I’m using all the defaults (notably, ensure_ascii=True, indent=None). I’m only serialising basic types (dictionaries, strings, integers and lists). Have I missed any edge cases, or am I safe?
There seem to be JSONL libraries on PyPI, but I’m trying to minimise my dependencies, so a stdlib solution would be preferable.
I believe you’re safe, but the docs could be clearer. It’s the optional indent= argument that controls this:
indent (int|str|None) – If a positive integer or string, JSON array elements and object members will be pretty-printed with that indent level. A positive integer indents that many spaces per level; a string (such as "\t") is used to indent each level. If zero, negative, or "" (the empty string), only newlines are inserted. If None (the default), the most compact representation is used.
By default, then, the “most compact” representation doesn’t contain semantically meaningless newlines.
It’s not absolutely guaranteed, but also, there’s no reason for it to use a newline anywhere (and any newlines that exist in strings are going to be escaped). It would be tricky to make the guarantee, on account of custom types, but…
… absent custom types, it should be safe, yes. I have made similar assumptions about JSON output in the past.
I guess the question is: Are you concerned about the lack of guarantee in and of itself?
No, I was mostly worried that I’d missed something obvious.

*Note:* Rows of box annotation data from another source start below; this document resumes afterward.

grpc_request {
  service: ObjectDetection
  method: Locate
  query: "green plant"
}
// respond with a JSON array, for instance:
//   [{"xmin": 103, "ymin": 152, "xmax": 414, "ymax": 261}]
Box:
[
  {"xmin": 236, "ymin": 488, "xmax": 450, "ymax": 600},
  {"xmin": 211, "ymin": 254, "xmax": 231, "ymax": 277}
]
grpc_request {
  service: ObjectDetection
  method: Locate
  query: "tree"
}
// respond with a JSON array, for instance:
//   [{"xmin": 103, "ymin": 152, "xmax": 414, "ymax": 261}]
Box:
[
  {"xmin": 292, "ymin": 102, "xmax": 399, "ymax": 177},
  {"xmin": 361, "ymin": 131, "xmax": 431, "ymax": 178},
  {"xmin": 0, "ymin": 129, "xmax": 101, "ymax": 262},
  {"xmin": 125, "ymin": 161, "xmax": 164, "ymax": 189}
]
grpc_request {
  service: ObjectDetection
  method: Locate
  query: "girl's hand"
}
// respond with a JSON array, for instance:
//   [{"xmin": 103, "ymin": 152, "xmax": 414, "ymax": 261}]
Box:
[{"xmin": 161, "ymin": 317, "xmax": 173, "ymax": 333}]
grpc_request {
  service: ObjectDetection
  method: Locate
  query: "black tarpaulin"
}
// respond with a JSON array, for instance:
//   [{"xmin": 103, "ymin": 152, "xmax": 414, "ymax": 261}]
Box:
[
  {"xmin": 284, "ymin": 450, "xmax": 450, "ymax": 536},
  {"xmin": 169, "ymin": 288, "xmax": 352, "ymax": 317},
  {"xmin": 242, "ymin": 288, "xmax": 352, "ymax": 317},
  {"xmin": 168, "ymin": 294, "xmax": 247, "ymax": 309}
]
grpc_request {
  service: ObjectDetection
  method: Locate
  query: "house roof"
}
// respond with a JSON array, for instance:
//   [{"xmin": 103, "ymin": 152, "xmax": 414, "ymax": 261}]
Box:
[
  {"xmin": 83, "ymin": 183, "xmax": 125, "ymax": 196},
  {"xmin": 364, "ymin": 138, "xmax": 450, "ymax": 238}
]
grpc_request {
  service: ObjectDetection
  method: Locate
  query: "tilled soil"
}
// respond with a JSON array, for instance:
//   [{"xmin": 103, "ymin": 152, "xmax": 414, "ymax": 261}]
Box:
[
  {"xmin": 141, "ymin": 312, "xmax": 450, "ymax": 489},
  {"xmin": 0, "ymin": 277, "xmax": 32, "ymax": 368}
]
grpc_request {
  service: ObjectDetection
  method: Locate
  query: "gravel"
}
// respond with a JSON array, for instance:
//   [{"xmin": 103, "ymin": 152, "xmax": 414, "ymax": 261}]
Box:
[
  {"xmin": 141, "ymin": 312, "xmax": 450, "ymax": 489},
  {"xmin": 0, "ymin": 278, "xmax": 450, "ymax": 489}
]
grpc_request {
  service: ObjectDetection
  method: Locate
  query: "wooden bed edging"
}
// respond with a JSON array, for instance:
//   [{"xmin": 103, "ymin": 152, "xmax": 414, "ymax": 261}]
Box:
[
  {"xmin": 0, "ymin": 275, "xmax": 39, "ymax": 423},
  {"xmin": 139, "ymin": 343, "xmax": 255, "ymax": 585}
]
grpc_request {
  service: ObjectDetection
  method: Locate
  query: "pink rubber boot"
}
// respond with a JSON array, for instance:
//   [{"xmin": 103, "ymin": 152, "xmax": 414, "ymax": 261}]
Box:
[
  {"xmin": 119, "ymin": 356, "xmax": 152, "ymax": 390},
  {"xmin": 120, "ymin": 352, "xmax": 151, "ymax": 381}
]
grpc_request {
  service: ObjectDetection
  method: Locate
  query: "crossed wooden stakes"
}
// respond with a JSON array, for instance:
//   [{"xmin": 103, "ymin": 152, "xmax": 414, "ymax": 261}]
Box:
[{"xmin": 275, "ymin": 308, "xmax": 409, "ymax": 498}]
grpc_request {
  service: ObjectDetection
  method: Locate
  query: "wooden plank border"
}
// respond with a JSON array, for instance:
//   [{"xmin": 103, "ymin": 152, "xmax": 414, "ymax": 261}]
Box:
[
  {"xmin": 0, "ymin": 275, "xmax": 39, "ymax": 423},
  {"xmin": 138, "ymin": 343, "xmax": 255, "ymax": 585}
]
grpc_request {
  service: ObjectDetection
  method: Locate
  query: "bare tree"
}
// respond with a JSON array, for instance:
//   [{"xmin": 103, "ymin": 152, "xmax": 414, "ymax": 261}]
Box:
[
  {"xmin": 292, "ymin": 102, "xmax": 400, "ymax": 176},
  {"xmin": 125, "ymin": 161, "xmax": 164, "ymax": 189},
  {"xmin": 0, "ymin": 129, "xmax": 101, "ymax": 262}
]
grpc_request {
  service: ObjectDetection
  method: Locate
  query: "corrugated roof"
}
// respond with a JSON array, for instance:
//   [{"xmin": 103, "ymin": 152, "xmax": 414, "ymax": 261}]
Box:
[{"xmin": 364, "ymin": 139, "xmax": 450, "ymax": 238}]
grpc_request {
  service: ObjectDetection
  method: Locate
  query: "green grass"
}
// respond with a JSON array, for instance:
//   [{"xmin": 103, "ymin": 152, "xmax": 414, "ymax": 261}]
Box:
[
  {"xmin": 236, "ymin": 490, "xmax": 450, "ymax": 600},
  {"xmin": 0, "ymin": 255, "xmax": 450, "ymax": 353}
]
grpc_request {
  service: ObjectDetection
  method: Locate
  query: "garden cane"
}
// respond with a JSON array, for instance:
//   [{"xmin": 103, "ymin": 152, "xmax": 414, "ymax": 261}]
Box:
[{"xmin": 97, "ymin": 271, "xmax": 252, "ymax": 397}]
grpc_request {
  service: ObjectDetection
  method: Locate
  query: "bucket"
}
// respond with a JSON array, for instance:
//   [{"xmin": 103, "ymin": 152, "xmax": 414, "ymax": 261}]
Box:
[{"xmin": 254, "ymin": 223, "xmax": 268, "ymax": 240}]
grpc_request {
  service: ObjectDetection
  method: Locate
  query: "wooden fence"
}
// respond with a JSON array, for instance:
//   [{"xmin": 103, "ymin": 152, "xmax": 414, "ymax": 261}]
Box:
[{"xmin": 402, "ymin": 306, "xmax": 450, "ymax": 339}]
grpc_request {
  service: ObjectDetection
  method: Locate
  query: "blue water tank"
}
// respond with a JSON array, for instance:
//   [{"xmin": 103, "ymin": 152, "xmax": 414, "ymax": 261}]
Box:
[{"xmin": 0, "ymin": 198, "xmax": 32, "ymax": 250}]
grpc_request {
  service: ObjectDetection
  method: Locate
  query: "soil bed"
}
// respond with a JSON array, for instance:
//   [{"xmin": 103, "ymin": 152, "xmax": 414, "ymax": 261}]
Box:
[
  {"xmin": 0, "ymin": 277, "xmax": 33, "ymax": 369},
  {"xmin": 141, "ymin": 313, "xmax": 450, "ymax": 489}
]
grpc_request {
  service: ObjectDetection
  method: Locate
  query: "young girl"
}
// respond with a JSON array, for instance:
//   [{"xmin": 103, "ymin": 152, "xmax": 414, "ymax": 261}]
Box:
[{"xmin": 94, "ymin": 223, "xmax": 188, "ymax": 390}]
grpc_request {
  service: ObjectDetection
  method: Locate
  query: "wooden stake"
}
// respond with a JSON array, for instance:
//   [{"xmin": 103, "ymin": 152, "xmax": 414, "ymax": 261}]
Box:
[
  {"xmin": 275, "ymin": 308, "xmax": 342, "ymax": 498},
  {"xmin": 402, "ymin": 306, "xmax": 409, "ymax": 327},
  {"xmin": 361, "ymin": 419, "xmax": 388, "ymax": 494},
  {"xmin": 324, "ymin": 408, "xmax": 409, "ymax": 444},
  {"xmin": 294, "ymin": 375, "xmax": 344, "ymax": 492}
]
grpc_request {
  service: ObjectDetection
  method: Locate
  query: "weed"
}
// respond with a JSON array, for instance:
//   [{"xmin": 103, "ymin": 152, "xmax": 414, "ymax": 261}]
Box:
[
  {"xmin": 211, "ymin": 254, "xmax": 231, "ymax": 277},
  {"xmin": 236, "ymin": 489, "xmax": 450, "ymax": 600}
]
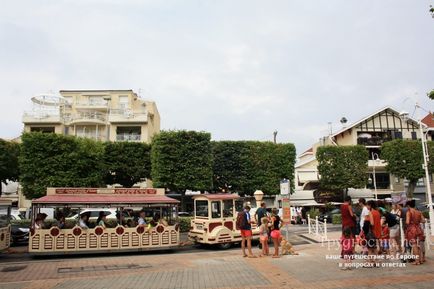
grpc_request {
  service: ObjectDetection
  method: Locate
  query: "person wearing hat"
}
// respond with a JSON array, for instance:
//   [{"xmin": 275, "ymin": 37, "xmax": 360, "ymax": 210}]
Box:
[
  {"xmin": 96, "ymin": 211, "xmax": 107, "ymax": 229},
  {"xmin": 80, "ymin": 213, "xmax": 89, "ymax": 230},
  {"xmin": 35, "ymin": 213, "xmax": 47, "ymax": 229}
]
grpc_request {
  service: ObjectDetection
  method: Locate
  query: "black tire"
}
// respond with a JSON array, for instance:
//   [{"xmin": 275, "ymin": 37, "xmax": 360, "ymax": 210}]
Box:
[{"xmin": 217, "ymin": 243, "xmax": 232, "ymax": 250}]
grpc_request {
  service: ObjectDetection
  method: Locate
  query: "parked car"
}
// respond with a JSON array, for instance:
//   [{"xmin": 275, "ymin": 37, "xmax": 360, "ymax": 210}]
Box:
[
  {"xmin": 318, "ymin": 209, "xmax": 341, "ymax": 223},
  {"xmin": 178, "ymin": 212, "xmax": 192, "ymax": 217}
]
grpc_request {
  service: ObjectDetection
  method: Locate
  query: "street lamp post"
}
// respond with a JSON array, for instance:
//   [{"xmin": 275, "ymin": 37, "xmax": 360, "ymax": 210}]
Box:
[
  {"xmin": 372, "ymin": 153, "xmax": 379, "ymax": 200},
  {"xmin": 400, "ymin": 103, "xmax": 434, "ymax": 236}
]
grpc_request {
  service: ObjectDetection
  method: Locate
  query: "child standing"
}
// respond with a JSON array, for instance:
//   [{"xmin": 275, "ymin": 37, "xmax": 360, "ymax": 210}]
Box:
[
  {"xmin": 340, "ymin": 228, "xmax": 354, "ymax": 270},
  {"xmin": 259, "ymin": 217, "xmax": 270, "ymax": 256},
  {"xmin": 380, "ymin": 217, "xmax": 390, "ymax": 255}
]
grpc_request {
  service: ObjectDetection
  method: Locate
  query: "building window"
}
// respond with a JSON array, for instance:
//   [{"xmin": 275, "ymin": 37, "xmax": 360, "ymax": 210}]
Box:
[
  {"xmin": 63, "ymin": 95, "xmax": 72, "ymax": 104},
  {"xmin": 411, "ymin": 131, "xmax": 417, "ymax": 140},
  {"xmin": 30, "ymin": 126, "xmax": 54, "ymax": 133},
  {"xmin": 116, "ymin": 126, "xmax": 142, "ymax": 141},
  {"xmin": 366, "ymin": 173, "xmax": 390, "ymax": 190},
  {"xmin": 119, "ymin": 95, "xmax": 128, "ymax": 109},
  {"xmin": 393, "ymin": 131, "xmax": 402, "ymax": 139}
]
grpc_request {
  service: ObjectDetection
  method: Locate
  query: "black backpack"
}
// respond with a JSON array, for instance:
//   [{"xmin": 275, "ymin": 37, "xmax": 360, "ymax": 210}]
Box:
[{"xmin": 235, "ymin": 211, "xmax": 246, "ymax": 230}]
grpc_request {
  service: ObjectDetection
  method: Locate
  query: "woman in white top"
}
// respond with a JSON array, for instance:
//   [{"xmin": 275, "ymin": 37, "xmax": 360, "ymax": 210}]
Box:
[
  {"xmin": 80, "ymin": 214, "xmax": 89, "ymax": 230},
  {"xmin": 390, "ymin": 204, "xmax": 401, "ymax": 217},
  {"xmin": 359, "ymin": 198, "xmax": 369, "ymax": 230}
]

Reading the docs carefully, I think that even custom types are safe - you can override default, but it returns “a JSON encodable version of the object” - i.e., it reduces the object to basic types, which as we’ve established, are safe.
So I think it’s safe, but as @tim.one says, the docs could be clearer.
And of course, it’s easy to get newlines in the output by changing other parameters from the default, so custom types (which require you to use a non-default value for default or cls) would be just another case of that limitation, anyway.